Stel, dat het tot jou doordringt.
En dat jij mij hetzelfde vraagt. Nu. Zo af en toe. Soms. Als het nodig is. Als je denkt, ja, nu moet ik even, heel even, aan de noodrem trekken.
Even laten schrikken.
Stel, dat we dat samen zouden durven. Stel dat iedereen dat zou doen. Tegen elkaar. Met elkaar. Samen.
Zo af en toe.
Stel.
Nee, ga nou nog even niet slapen, niet uitrusten, niet dromen. Niet weglopen, niet negeren, niet verstoppen.
Stel nou dat het kon.
En het kan.
En het moet.
En je zou het moeten weten.
Je had het al lang kunnen aanvoelen.
Het is je al zo ontzettend vaak verteld.
Dan.
Ja, dan wat?
Zouden dan onze daden niet anders zijn?
Zouden we dan niet vaker stilstaan?
Zouden we dan niet anders bewegen?
Zouden we dan niet bewogen zijn?
Zouden we dan niet anders bidden?
Zouden we dan niet anders geloven?
Zouden we dan niet anders doen?
Zouden we dan niet dieper denken?
Zouden we dan niet vaker dromen?
Zouden we onze dromen niet vaker delen?
Zouden we delen wat we hadden?
Zouden we zijn wie we wilden worden?
Zouden we worden wie we behoorden te zijn?

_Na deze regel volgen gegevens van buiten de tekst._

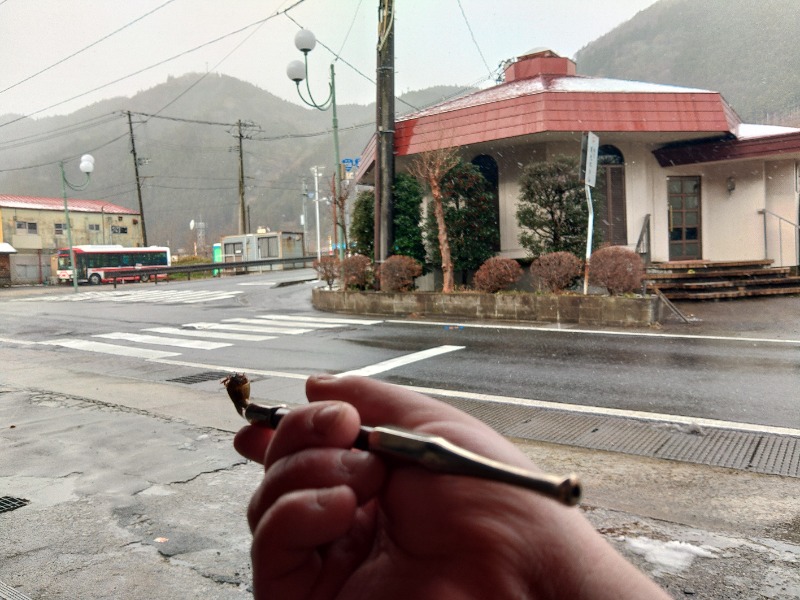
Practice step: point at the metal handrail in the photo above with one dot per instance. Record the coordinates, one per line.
(643, 244)
(781, 220)
(302, 261)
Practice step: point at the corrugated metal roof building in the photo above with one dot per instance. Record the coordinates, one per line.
(36, 228)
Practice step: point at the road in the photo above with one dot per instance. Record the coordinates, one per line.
(255, 325)
(116, 432)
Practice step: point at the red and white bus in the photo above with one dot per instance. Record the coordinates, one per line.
(104, 264)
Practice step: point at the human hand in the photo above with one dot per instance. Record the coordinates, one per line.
(330, 522)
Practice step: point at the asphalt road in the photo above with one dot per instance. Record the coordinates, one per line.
(678, 371)
(134, 491)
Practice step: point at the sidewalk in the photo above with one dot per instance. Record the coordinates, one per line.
(130, 498)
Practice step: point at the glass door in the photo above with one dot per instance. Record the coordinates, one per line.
(684, 218)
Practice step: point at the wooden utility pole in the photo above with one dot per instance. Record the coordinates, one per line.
(138, 181)
(384, 159)
(242, 215)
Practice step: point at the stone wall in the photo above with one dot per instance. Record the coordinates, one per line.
(584, 310)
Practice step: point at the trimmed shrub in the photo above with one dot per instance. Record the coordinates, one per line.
(397, 273)
(356, 272)
(497, 274)
(617, 269)
(327, 268)
(557, 270)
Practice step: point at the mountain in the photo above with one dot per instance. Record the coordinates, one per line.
(188, 154)
(744, 49)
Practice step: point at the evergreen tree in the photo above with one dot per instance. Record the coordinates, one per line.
(362, 227)
(407, 216)
(552, 208)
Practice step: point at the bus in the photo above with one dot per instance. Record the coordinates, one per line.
(104, 264)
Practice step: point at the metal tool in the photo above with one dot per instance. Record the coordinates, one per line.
(432, 452)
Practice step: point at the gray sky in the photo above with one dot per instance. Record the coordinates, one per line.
(453, 42)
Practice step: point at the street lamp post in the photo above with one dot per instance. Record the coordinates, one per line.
(297, 72)
(86, 166)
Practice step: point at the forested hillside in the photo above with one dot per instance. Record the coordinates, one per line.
(745, 49)
(186, 138)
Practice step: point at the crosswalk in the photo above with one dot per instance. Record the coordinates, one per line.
(162, 295)
(203, 335)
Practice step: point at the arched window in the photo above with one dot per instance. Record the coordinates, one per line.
(609, 192)
(488, 168)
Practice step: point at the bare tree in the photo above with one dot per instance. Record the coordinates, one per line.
(429, 168)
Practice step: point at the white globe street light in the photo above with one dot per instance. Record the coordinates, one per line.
(86, 166)
(297, 71)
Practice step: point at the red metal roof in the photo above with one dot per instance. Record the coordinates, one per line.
(551, 101)
(756, 147)
(74, 204)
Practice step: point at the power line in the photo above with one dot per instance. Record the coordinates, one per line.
(84, 49)
(472, 35)
(158, 64)
(46, 136)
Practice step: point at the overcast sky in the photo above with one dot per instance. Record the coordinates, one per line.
(453, 42)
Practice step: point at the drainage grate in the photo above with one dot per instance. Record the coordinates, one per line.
(770, 454)
(8, 503)
(201, 377)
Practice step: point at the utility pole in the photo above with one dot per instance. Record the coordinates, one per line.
(138, 181)
(242, 217)
(384, 159)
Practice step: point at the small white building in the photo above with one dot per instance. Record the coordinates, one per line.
(262, 246)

Zouden we lachen en huilen en boos zijn?
Zouden we op weg gaan naar een onbekend land?
Zouden we vol verwachting zijn?
Zouden we kunnen?
Zouden we willen?
Zouden we gaan?
Zouden we komen?
Zouden we zijn?
Stel ... ?!
Wow, hier moet ik inderdaad eens over nadenken...
BeantwoordenVerwijderenPats, je stelt hier een aantal vragen die me de laatste weken al vreselijk bezig houden. De antwoorden zijn niet onverdeeld prettig. Conclusie: tijd om dingen in mijn leven te veranderen.